“El régimen se instauró sin causar víctimas ni daños. Una alegría desbordante inundó el país. La República venía realmente a dar forma a las aspiraciones que desde los comienzos del siglo trabajaban el espíritu público, a satisfacer las exigencias más urgentes del pueblo.
La sociedad española ofrecía los contrastes más violentos.
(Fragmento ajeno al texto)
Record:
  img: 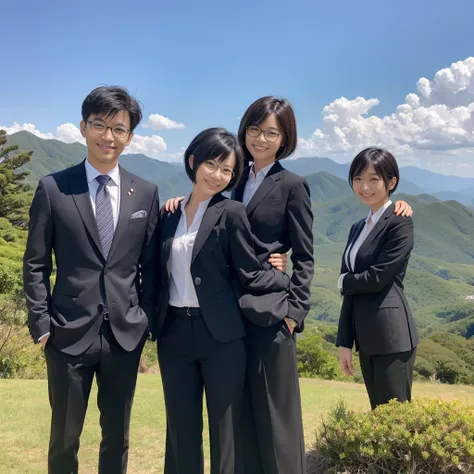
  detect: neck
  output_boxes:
[371,197,389,215]
[87,156,118,174]
[188,185,212,206]
[253,157,276,174]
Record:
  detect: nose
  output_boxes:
[102,128,114,141]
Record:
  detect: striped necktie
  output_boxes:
[95,175,114,259]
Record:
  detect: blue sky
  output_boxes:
[0,0,474,176]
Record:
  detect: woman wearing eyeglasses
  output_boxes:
[150,128,289,474]
[165,96,410,474]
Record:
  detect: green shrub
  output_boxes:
[307,399,474,474]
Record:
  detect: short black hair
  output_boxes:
[349,147,400,195]
[184,128,244,191]
[82,86,143,131]
[238,96,298,163]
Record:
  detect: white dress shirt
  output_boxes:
[169,196,211,308]
[86,160,120,229]
[38,160,120,342]
[337,199,392,290]
[242,162,275,207]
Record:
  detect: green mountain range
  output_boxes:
[9,132,474,337]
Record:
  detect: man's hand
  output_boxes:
[285,317,296,335]
[393,201,413,217]
[40,336,49,350]
[268,253,288,272]
[339,347,354,376]
[165,196,184,213]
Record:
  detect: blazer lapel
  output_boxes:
[341,219,365,273]
[356,204,394,266]
[68,161,105,260]
[231,166,250,202]
[191,194,225,263]
[108,166,136,260]
[246,161,283,215]
[161,206,181,281]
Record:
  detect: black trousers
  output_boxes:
[359,347,416,410]
[45,321,146,474]
[158,308,245,474]
[242,321,306,474]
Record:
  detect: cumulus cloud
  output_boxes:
[298,58,474,156]
[125,135,166,158]
[142,114,186,130]
[0,122,55,140]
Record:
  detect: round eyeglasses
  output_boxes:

En ciertos núcleos urbanos, un nivel de vida alto, adaptado a todos los usos de la civilización contemporánea, y a los pocos kilómetros, aldeas que aparecen detenidas en el siglo XIX. Casi a la vista de los palacios de Madrid, los albergues miserables de la montaña.
Provincias del noroeste donde la tierra está desmenuzada en pedacitos, que no bastan para mantener al cultivador; provincias del sur y oeste donde el propietario de 14.000 hectáreas detenta en una sola mano todo el territorio de un pueblo.
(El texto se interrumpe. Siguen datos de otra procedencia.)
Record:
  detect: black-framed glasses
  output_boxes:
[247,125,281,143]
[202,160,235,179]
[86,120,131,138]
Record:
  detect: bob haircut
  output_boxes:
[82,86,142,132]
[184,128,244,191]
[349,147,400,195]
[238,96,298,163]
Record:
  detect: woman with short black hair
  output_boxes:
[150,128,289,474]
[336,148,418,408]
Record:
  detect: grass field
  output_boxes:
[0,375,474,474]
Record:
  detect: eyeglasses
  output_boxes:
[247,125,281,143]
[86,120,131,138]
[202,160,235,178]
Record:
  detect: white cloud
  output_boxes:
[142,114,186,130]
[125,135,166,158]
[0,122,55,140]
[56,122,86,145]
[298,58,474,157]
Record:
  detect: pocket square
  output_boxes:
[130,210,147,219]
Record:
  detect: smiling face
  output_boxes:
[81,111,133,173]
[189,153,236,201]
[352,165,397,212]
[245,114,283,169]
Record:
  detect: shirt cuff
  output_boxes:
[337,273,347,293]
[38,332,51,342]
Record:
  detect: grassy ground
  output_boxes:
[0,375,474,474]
La República, como era su deber, acentuó la acción del estado. Acción inaplazable en cuanto a los obreros campesinos. El paro que afectaba a todas las industrias españolas era enorme, crónico, en la explotación de la tierra. Cuantos conocen algo de la economía española saben que la explotación lucrativa de las grandes propiedades rurales se basaba en los jornales mínimos y en el paro periódico durante cuatro o cinco meses al año, en los cuales el bracero campesino no trabaja ni come. Con socialistas ni sin socialistas, ningún régimen que atienda al deber de procurar a sus súbditos unas condiciones de vida medianamente humanas, podía dejar las cosas en la situación en que las halló la República”.